Battery Reality: There’s Nothing Better Than Lithium-Ion Coming Soon

Clean-energy visionaries have long argued that the world needs a better battery capable of selling skeptical consumers on electric cars and running the grid on renewable power. And yet the battery of the future—at least for the coming decade—will almost certainly be the battery of the past.

The humble lithium-ion battery has built up such a commanding lead in the market that competing technologies may struggle to catch up. That lead will only widen as a wave of planned new lithium-ion factories comes online in the next five years.

The batteries pouring from new factories in China, the U.S., Thailand and elsewhere will further drive down prices, which have already plunged 85 percent since 2010. And the billions spent on factories will create a powerful incentive for the industry to keep tweaking lithium-ion technology, improving it bit by bit, rather than adopting something else.

Many startups now focus on upgrading lithium-ion batteries rather than competing head-to-head. “We don’t think lithium ion is going to be disrupted,” said Erik Terjesen, senior director of licensing and strategy for Ionic Materials Inc. Terjesen’s Massachusetts-based company is one of several trying to perfect solid-state batteries, often billed as lithium ion’s likely successor. Solid-state batteries promise, among other things, to remove the flammable liquid that can cause lithium batteries in laptops and cars to occasionally catch fire. 

But Ionic isn’t trying to replace lithium ion. Instead, the company has designed its polymer electrolyte to work inside existing batteries. That means all those new factories can use it without buying expensive new equipment. “We don’t believe, given all the investment in lithium ion, that people are going to throw that out the window and start over from scratch,” Terjesen said. 

Battery Prices Plunge

Invented by an Exxon Mobil Corp. researcher in the 1970s and commercialized by Sony in 1991, rechargeable lithium-ion technology has existed for decades. The basic battery works by sending charged lithium atoms, or ions, through a liquid electrolyte substance, shuttling back and forth between a positive cathode and negative anode. Tinkering with different materials in the cathode—cobalt, nickel and manganese—has increased the amount of energy the batteries hold. What started out inside consumer electronics such as cordless phones can now be found in electric cars and connected to the power grid.

“It’s a very versatile technology, so every time it gets cheaper, that opens up more demand segments for it,’’ said Logan Goldie-Scot, head of energy storage research at BloombergNEF. Lithium-ion battery pack prices, which averaged $1,160 per kilowatt hour in 2010, reached $176 per kWh last year and could drop below $100 in 2024, according to BloombergNEF. The continuing drop in prices combined with improved performance will likely open new markets.

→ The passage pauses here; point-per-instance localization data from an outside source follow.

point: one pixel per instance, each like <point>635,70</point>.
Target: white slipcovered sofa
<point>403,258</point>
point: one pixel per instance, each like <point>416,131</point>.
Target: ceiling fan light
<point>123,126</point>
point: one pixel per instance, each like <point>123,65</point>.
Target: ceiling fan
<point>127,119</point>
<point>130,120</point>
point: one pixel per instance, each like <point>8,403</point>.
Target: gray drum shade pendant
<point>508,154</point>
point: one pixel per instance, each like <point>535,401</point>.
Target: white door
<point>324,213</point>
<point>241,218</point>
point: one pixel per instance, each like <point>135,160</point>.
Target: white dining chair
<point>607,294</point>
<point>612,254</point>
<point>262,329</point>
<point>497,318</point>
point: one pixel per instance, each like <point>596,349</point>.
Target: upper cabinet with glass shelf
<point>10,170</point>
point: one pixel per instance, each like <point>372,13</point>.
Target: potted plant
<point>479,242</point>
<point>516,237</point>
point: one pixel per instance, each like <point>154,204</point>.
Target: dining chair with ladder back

Not everyone is convinced that lithium-ion can do it all. Some big automakers pine for a breakthrough technology that will enable a long-range electric vehicles, capable of traveling perhaps 500 miles on a charge, that will finally persuade reluctant consumers that they won’t run out of power on the road. Toyota Motor Corp., for example, has far more patents and patent applications for solid-state batteries than any other company and is investing $13.9 billion in its battery operations.

The need to store renewable power in bulk could require alternative battery technologies. Although companies such as Tesla Inc. and Dynegy Inc. have already begun plugging lithium-ion batteries into the grid, the installations typically supply electricity for just four hours. Former U.S. Energy Secretary Ernest Moniz, in a February interview with Bloomberg, said that kind of short-term energy storage won’t help integrate large amounts of renewable power. “It’s not going to handle a day, a week, a month, a season,” said Moniz, who recently co-wrote a report calling for far more research investment in batteries. “That’s why you need different approaches.”